I am afraid I had to answer ‘yes’ to the latter. Much of what middle managers do each day is about helping their teams to get on with delivering services by negotiating a way forward for them through the maze of organisational systems, processes and rules that impede them and have been created without adequate regard for their impact on operations. Many of these impediments have been designed to eliminate risk – stop delegations being exceeded, avoid conflicts of interest, observe legislated requirements.
This is obviously important but it is not what taxpayers put their hands into their pockets and draw out their money to fund. Sure, they want the council to be lawful and sensible in how it operates. They also want it to be efficient and effective in providing them with value for their money. In many ways, it is often only the middle managers accountable for delivering services who are really focussing on efficiency and effectiveness.
I think that this is because middle managers have to deal with service failure. It doesn’t matter what caused it. Usually it is evidenced by customer service escalations or public/employee health and safety problems or industrial grievances or disputes, etc. Situations that are created in which expectations are not met, poor decisions are made (or decisions are not made), or significant risks are overlooked in order to eliminate obvious, but minor, risks. Middle managers do create their own share of these situations, but often it is in response to the system they work in. Sometimes, it is just too hard to do otherwise.
When understanding the rules and steps in a process becomes complicated and onerous, it is natural for people who are focused on outputs to start finding shortcuts and making errors. If a system is designed that requires a highly trained, intelligent and experienced person to use it, and it is actually used by untrained and inexperienced people, it is likely to have a high failure rate. Try performance managing someone.

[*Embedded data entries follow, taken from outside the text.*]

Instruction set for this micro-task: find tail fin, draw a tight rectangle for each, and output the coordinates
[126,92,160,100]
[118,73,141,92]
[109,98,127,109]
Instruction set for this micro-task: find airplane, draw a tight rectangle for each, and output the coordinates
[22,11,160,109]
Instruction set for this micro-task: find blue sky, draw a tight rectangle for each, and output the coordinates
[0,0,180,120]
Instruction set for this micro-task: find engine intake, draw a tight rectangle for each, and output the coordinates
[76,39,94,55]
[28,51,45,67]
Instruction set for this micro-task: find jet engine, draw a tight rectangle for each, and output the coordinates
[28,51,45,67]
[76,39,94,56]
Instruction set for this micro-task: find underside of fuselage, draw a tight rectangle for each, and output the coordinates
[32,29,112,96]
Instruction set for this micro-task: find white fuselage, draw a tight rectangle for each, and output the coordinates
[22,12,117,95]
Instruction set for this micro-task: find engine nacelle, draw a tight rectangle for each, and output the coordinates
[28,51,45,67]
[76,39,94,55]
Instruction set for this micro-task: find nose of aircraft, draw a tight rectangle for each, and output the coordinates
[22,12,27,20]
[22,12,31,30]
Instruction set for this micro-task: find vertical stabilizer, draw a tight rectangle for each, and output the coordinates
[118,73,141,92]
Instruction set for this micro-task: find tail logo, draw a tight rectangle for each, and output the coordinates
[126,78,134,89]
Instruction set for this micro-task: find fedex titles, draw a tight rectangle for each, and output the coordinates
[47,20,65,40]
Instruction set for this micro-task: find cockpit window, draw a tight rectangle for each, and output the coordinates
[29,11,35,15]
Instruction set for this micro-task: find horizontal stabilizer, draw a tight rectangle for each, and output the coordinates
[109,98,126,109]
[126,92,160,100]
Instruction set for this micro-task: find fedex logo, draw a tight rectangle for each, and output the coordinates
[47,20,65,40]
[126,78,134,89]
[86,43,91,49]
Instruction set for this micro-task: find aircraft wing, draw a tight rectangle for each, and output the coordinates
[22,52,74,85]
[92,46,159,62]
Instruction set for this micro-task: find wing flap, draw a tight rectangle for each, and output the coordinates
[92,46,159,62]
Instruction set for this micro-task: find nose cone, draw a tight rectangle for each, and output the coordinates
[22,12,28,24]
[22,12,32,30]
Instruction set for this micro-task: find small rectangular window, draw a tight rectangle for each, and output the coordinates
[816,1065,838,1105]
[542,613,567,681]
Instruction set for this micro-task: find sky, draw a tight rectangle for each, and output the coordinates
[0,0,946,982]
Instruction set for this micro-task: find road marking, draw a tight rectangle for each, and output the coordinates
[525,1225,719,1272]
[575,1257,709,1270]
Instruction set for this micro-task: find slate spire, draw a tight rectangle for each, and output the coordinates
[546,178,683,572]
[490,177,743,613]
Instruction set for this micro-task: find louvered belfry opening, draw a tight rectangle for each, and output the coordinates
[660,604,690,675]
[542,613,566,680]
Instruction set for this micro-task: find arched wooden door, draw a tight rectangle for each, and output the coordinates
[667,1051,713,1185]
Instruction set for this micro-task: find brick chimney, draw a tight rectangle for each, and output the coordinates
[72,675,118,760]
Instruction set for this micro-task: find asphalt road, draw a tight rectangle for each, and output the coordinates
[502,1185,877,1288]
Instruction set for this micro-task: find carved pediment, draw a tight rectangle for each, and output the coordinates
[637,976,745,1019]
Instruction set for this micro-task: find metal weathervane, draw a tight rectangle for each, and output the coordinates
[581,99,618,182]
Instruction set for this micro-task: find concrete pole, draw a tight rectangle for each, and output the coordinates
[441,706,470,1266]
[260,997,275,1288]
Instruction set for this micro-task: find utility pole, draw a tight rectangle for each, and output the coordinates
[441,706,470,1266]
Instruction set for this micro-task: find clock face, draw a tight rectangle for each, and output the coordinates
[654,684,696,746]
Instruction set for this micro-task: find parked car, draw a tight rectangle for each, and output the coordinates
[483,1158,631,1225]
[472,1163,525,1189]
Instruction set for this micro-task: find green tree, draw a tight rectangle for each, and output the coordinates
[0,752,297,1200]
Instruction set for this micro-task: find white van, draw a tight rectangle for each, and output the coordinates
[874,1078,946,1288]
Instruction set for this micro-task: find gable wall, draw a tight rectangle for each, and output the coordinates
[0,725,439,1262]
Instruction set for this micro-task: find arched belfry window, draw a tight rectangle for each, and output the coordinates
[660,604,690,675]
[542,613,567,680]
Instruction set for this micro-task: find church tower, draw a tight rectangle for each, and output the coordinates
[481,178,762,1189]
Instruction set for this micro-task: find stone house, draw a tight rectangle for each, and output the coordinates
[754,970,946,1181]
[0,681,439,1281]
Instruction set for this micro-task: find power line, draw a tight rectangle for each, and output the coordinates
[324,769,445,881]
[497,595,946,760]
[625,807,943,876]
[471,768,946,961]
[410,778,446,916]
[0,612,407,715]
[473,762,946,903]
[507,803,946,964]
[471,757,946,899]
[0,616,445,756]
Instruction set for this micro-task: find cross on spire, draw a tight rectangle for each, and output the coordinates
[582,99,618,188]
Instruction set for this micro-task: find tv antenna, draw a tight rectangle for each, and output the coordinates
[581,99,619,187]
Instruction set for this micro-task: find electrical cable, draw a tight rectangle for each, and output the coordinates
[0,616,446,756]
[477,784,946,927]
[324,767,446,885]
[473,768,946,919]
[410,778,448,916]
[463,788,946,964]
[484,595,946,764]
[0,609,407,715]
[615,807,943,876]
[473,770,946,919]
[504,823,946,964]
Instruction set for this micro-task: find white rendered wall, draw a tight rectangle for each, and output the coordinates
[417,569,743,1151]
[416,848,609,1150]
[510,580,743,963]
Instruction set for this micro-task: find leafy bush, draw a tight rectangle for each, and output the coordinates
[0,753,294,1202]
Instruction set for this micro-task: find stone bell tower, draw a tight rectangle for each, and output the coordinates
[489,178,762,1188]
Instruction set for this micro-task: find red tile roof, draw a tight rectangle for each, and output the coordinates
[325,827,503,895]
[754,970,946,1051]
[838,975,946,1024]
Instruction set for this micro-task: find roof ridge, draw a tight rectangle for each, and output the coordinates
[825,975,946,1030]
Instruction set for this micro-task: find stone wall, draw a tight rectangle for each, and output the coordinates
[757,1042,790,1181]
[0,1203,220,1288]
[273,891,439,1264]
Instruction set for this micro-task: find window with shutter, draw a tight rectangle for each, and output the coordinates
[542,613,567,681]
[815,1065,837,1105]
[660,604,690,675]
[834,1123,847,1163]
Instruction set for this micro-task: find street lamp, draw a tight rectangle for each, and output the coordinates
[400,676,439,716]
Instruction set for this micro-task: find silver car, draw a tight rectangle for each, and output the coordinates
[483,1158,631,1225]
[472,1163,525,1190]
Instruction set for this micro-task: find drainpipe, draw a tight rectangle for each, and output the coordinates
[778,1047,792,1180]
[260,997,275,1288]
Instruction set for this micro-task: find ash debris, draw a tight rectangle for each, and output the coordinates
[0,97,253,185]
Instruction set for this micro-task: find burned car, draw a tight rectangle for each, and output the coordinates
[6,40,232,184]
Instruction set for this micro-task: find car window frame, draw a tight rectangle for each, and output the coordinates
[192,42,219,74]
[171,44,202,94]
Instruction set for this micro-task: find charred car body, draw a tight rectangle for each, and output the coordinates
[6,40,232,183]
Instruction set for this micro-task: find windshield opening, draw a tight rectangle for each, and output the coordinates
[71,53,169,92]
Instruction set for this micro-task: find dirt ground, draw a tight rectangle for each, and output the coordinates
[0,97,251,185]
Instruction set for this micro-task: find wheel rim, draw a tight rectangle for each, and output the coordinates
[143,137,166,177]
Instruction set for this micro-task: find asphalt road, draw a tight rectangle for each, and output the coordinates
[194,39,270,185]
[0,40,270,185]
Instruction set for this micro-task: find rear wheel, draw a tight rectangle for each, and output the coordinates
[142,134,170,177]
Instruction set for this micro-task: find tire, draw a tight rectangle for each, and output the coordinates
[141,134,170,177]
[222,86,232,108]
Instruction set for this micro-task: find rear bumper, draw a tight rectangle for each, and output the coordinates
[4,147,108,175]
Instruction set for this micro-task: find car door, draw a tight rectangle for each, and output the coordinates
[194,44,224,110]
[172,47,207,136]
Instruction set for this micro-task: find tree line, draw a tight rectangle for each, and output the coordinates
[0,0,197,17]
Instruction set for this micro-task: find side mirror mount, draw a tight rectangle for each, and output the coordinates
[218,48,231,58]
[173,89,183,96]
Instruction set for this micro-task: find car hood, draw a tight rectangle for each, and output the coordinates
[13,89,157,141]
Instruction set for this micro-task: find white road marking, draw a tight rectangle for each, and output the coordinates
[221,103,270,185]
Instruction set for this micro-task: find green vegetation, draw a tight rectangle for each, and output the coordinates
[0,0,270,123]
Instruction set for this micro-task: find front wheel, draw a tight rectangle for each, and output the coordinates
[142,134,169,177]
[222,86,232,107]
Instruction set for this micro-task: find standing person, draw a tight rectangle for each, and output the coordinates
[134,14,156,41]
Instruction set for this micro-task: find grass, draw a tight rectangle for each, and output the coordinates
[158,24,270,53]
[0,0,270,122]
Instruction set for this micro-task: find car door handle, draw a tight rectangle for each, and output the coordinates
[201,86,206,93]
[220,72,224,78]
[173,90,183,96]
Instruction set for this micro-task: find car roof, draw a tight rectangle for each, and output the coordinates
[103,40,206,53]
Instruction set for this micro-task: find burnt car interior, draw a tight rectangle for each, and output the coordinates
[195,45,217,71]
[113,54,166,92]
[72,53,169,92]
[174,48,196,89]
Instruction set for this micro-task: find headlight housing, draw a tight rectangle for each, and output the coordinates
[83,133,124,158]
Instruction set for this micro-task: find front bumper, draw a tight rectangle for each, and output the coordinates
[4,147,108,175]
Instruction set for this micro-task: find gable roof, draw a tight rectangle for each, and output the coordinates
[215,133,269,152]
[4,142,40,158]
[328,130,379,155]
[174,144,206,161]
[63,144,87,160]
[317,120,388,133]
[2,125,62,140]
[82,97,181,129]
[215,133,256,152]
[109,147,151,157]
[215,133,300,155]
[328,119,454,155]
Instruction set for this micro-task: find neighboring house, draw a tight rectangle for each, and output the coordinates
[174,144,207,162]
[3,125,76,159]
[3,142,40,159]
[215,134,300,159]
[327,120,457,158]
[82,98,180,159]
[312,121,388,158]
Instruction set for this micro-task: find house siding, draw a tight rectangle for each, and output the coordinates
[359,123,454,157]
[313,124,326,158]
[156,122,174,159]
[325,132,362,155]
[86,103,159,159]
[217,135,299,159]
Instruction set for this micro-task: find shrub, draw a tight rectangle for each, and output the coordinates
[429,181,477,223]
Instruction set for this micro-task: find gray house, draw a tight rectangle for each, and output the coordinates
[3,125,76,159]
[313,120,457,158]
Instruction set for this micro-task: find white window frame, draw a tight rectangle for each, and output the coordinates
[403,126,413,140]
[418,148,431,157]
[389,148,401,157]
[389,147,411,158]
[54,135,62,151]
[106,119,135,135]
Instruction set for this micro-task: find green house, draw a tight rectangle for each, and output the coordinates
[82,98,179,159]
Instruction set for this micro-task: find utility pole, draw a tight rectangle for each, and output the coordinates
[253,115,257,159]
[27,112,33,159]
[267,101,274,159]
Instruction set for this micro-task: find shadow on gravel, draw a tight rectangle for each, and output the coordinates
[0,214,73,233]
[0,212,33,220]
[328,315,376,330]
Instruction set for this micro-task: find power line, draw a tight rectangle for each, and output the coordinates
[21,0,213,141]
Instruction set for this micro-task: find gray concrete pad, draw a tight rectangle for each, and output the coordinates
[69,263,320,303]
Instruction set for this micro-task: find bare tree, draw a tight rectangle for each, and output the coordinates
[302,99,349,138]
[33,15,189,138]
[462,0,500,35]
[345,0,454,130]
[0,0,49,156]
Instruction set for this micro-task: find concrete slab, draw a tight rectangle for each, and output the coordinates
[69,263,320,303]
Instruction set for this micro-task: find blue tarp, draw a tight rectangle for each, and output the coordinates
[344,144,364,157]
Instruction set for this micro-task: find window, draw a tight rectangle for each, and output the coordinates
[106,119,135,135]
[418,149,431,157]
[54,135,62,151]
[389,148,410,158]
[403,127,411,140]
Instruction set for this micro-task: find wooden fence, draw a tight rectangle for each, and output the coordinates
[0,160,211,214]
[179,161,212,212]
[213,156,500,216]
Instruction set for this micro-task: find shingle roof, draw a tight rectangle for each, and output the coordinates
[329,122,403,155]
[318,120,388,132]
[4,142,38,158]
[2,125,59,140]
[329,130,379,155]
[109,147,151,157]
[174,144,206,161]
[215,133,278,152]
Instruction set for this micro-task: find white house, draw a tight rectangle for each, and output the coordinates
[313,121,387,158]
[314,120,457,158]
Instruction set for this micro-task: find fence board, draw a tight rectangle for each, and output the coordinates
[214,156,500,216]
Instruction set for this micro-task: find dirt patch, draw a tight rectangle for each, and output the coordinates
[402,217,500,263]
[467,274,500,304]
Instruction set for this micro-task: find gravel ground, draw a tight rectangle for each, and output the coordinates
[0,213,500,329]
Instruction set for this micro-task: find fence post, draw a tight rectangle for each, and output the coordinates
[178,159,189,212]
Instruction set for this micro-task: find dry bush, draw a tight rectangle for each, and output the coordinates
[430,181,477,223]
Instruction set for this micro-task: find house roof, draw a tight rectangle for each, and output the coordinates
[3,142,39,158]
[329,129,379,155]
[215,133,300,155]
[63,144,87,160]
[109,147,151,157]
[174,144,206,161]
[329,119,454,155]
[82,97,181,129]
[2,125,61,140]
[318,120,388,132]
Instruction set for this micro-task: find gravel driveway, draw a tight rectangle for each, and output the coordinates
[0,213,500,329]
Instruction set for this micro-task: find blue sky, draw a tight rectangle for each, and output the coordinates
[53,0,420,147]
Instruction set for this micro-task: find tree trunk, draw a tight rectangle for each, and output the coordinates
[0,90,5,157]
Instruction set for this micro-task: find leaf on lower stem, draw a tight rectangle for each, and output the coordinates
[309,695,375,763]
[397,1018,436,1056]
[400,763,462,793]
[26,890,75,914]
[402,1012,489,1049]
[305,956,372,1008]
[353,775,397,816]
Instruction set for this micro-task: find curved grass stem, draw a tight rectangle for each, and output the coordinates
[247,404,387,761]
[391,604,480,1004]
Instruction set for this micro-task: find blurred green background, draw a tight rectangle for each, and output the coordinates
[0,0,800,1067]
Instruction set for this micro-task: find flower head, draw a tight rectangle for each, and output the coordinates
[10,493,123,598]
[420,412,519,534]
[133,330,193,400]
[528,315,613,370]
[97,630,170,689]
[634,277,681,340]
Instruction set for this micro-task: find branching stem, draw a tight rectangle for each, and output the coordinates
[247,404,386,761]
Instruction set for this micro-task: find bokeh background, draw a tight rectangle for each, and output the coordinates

I have often heard middle managers criticised for listening but not acting, for being understanding but ineffectual, for being nice but never getting anything done, etc. Recently, I suggested to some colleagues that we might adopt as a motto some phrases from the cover of Scholte’s book – ‘Making Things Happen. Getting Things Done’ – and I was met with some of the self-deprecating humour that is common in local government. Several alternatives were proposed that suggested that our work might be having the opposite effect. Humour often exposes the reality. The unfortunate reality is that the life of a middle manager is part apologist for the organisation and its inability to develop effective ways of doing things; part expert at workarounds for the inexplicable impediments; and part conjuror of solutions that work in spite of the circumstances.
So, how do we avoid scraping burnt toast? Stop burning it!
This is more easily said than done. After all, if you make lots of toast, occasionally some will burn. The trick is not to burn it so often. This is a systems thinking problem. The toast is burning because systems are not working. If we seek to understand purpose or expected value (from internal and external customers); redesign systems to deliver that value; and measure the performance of those systems and use that knowledge to change systems to improve outputs, there will be less toast to scrape. It isn’t difficult, it is just a different way of thinking.
Scholtes, Peter R. 1998. The Leaders Handbook – a guide to inspiring your people and managing the daily workflow.